United States District Court, E.D. Wisconsin

June 22, 2017

UNITED STATES OF AMERICA, Plaintiff,
v.
TERRELL L. WINTERS, Defendant.

          ORDER

          J. P. Stadtmueller U.S. District Judge

         1. INTRODUCTION

         Defendant was indicted in September 2016 for being a felon in possession of a firearm. (Docket #1). On November 17, 2016, he filed a motion to suppress the police's recovery of the firearm from his person, arguing that they lacked reasonable suspicion that he was engaged in criminal activity. (Docket #14). As described more fully below, this motion has been subject to extensive briefing, evidentiary hearings, and court findings. Magistrate Judge David E. Jones' latest recommendation to this Court is to grant Defendant's motion. (Docket #45). The government objected to that recommendation. (Docket #47). For the reasons explained below, the Court will overrule the government's objection, adopt Magistrate Jones' recommendation, and grant the motion to suppress.

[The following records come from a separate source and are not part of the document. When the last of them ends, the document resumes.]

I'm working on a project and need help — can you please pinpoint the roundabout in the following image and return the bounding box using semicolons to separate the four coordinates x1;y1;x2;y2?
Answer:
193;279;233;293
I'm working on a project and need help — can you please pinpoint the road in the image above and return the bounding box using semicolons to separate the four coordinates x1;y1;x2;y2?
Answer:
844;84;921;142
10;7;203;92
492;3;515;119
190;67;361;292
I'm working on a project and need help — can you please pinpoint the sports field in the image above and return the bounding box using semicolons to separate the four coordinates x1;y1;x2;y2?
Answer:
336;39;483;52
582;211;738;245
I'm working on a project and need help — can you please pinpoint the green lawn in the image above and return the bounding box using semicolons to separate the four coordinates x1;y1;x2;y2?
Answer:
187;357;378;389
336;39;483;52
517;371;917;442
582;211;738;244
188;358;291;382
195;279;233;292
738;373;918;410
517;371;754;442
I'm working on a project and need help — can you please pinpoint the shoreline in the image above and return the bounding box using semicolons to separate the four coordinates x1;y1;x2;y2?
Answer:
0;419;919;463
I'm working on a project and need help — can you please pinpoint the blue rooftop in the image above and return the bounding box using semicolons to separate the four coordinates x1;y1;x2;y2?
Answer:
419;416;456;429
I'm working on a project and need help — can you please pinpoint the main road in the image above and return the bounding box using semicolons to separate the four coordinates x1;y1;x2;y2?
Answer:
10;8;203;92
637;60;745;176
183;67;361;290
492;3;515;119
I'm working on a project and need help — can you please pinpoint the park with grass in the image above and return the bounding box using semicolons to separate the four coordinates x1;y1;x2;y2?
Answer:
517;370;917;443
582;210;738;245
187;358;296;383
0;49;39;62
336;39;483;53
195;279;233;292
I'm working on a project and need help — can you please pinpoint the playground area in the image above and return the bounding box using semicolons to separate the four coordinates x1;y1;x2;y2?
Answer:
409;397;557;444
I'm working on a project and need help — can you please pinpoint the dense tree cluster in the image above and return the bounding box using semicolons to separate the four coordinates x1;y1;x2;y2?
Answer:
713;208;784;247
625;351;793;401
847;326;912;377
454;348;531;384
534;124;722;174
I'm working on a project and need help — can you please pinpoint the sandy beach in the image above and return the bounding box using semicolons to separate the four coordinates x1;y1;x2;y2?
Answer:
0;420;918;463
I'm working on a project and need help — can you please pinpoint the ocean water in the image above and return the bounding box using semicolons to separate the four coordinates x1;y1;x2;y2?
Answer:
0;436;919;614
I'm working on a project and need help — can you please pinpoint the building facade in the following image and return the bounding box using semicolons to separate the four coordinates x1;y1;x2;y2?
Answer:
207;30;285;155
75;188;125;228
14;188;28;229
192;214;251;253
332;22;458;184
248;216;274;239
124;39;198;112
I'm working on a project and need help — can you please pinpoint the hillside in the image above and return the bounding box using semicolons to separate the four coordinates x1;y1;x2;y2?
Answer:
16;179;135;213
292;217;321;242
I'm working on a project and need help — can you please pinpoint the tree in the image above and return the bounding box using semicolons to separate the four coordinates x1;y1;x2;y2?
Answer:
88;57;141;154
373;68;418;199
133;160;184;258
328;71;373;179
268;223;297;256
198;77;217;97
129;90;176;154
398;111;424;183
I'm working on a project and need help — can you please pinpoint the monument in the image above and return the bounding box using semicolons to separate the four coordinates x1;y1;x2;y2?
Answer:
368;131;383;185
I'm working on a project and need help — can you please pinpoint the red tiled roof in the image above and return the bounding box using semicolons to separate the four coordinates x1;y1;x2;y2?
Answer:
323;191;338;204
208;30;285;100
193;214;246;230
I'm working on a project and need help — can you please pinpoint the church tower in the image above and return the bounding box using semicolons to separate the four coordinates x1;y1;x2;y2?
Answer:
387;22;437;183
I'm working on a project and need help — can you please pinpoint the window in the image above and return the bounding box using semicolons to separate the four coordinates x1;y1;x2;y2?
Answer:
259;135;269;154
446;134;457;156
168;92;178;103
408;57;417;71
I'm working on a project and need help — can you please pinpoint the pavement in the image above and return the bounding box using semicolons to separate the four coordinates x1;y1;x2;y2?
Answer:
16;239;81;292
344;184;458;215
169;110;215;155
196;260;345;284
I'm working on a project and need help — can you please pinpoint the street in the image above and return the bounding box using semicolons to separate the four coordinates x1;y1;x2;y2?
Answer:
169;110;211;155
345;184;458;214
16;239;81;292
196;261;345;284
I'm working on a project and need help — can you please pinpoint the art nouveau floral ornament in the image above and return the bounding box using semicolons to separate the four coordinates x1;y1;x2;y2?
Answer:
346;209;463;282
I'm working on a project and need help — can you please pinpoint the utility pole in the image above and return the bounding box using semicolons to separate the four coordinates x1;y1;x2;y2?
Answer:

         2. RELEVANT FACTS

         The government's objection takes no issue with Magistrate Jones' factual findings. See generally (Docket #47). This Court will therefore adopt them in their entirety, and will briefly review them here. (Docket #45 at 3-4). Defendant and Robi Tyus (“Tyus”) stood in the street as police officers, including Sarah Beland (“Beland”), were on a bicycle patrol. Tyus dropped a gun which clattered on the pavement. Officers turned their attention to Tyus and made contact with him, discussing whose gun it was and whether it was lawfully possessed.[1] Defendant, meanwhile, began to walk across the street, away from the assembled group. Beland moved into Defendant's path with her bicycle. As she approached, Beland observed a heavy bulge in Defendant's jacket which she believed was a firearm. Once in front of Defendant, Beland told him to stop. When Defendant continued to move forward, albeit slowly, another officer grabbed him from behind. Once Defendant was handcuffed, the officers retrieved a gun from his jacket pocket, as well as drugs and cash. Defendant was charged with being a felon in possession of a firearm. (Docket #1).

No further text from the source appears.